ぼうっと蝋の灯が照らす先には刀があった。昨晩、紙都の手にあったその刀――『鬼面仏心』は、今は鞘に入り眠っている。
昨日、自宅へと逃げ帰った紙都を待っていたのは、父の死の真相と自身の出生の秘密だった。御言はいつもと変わらず無表情で無機質にこう述べた。
「貴方の父親は鬼。そして、貴方は鬼と人の間に生まれた半妖。父親は人を守るため妖と対峙し、命を落とした」
紙都は立ち上がると、意を決して鞘から刀身を抜き出し、その刃に指を這わせた。そして、力を込めて自分の指を切る。
「封印されたはずの妖怪達が蠢き出した。貴方に宿るその鬼の力。どう使うかは、貴方次第」
血が刃を伝わって床にぽたぽたと滴り落ちる。瞬間、部屋の中に光が走った。昨夜森で見たのと同じ光だった。その光が紙都にも当たり、紙都の身体が怪しげな淡い赤色の光に包まれる。次第に紙都の髪は逆立ち、目元が鋭くなり、瞳が鬼のそれのように紅く染まっていく。

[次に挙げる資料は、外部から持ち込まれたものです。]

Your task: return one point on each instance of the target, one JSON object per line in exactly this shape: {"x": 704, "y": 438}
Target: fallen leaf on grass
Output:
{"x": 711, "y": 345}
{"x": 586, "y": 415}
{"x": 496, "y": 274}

光が止むと、真暗な部屋の中には月光のように輝く刀だけがあった――。
紙都は掌にぐっと力を込めた。紙都よりも遥かに大きいはずの脚と腕がいとも簡単に押し返される。
「おい、女」
鬼化した紙都は口調までも変わっていた。
「な、何よ」
「さっさと逃げろ」
「嫌よ! あんた私を助けてくれるんでしょ?」
「助ける?」
そう。母に言われたのは、父が亡くなってから妖怪から人間を守る存在がいなくなったこと。ならば、俺が人間を守る存在となろう。そう決めた。だが。
「お前だけは助けたくない」
「なんでよ!」
紙都はさらに腕に力を込めると、脚と腕を持ち上げ始めた。そのままの勢いで投げ捨てる。
地響きが辺り一面を襲った。
「少しは自覚しろよ」
「はぁ?」
こいつには何を言っても無駄か。
「わかった。守ってやるよ。だから遠くへ行ってろ」
「ホント! ありがとう!! じゃあ、遠くで一部始終を見てるわね」
紙都は不覚にも少女の笑顔に見惚れてしまった。
「オォォォォ!!!」
紙都に対する怒りの声か、狂ったような雄叫びが雨風を数秒かき消した。
「……あの馬鹿の相手をしている暇はないな」
「さて、どうしたものか」
鬼化した紙都の身体は玉鋼のように硬く、身体能力は普段と比べ物にならないほど高い。このまま殴る蹴るを単純に繰り返していっても、倒すことはできるかもしれなかった。しかし、それがイコール殺すことに繋がるかどうか。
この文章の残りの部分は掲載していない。